Based on the latest monitoring data and predictions from multiple climate models domestically and internationally, the National Climate Center analyzes that the La Niña state is nearing its end and will likely transition into a neutral phase. The SST in the tropical central-eastern Pacific is expected to continue rising, and by late spring, an El Niño could develop.
Historically, about one-third of La Niña events end with an El Niño in the same year. Different climate models worldwide have varying predictions for the timing of El Niño development—some as early as April, others as late as late summer or early fall. The predicted timing varies significantly across models.
Overall, there is a higher likelihood of an El Niño developing in the equatorial central-eastern Pacific in the second half of this year. However, it is still too early to accurately predict the exact timing and overall strength of such an event. Currently, predictions from multiple international climate models show considerable divergence, and no consensus has been reached. Therefore, it is premature to definitively state that a “super El Niño” will occur this year.

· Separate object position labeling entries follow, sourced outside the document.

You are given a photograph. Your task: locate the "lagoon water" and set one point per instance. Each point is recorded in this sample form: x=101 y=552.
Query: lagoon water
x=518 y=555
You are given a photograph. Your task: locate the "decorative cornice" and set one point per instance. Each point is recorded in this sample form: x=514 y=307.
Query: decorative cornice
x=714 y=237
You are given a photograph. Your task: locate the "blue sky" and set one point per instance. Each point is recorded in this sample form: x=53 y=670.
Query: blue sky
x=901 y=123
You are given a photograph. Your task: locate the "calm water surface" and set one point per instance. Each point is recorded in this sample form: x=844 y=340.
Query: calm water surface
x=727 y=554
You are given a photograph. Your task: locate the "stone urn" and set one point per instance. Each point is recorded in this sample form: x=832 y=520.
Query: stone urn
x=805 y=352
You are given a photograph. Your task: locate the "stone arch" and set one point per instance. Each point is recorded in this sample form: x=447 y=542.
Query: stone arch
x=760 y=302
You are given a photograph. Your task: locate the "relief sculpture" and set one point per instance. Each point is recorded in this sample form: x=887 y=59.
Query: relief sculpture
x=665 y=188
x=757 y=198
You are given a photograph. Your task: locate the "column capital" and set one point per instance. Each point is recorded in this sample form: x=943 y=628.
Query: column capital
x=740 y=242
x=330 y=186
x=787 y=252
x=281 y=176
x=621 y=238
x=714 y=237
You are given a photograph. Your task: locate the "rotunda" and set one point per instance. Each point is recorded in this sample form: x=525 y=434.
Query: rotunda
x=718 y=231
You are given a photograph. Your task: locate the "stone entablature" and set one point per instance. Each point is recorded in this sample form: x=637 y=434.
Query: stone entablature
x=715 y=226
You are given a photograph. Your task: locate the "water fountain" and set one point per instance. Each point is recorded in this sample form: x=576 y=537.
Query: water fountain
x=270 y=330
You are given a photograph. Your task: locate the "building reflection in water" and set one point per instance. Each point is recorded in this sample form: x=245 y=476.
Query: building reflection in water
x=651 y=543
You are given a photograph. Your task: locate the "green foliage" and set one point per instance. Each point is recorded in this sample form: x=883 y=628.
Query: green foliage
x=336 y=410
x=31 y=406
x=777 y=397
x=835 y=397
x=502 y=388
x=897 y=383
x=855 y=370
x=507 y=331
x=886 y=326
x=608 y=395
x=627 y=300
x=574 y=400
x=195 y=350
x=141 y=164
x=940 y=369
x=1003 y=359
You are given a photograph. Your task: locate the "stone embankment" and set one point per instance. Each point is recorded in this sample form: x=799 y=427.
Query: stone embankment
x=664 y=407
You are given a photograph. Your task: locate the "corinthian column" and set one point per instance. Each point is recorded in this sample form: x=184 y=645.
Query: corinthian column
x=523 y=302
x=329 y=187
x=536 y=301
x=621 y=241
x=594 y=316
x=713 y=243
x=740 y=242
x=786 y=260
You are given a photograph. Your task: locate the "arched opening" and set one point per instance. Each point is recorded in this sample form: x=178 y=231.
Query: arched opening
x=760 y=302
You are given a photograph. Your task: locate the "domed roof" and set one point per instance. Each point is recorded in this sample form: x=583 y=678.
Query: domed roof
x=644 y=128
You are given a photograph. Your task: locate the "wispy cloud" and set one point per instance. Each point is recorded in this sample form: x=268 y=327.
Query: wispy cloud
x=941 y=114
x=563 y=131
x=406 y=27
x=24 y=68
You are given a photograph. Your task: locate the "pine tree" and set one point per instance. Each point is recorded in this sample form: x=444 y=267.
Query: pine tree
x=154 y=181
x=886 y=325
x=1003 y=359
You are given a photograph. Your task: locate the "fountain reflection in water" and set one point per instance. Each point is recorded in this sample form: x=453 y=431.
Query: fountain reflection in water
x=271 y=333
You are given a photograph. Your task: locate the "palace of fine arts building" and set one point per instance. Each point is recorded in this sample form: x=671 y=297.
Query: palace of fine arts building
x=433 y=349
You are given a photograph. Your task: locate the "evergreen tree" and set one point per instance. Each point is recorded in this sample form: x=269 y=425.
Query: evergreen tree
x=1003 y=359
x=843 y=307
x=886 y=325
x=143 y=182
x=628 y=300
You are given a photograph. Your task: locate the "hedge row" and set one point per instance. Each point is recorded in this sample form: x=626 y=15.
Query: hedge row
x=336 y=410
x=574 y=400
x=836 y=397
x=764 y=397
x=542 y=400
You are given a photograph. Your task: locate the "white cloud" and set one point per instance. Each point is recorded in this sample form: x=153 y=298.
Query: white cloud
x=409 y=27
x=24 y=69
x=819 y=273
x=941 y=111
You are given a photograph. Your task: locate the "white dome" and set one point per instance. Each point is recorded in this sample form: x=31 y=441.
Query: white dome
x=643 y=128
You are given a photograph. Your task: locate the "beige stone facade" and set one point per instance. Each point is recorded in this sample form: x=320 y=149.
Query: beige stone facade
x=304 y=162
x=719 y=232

Weather and climate change are closely related to people’s lives and economic development. Discussions on social media about “hottest years” and “extreme weather” are lively, but some information may be exaggerated or taken out of context.
Chen Lijuan advises the public to view prediction information rationally. Climate forecasts carry inherent uncertainties, especially regarding the specific timing, intensity, and regional impacts of El Niño, which require ongoing monitoring and prediction. The public should pay attention to real-time updates from authoritative agencies rather than extreme statements based on single data points.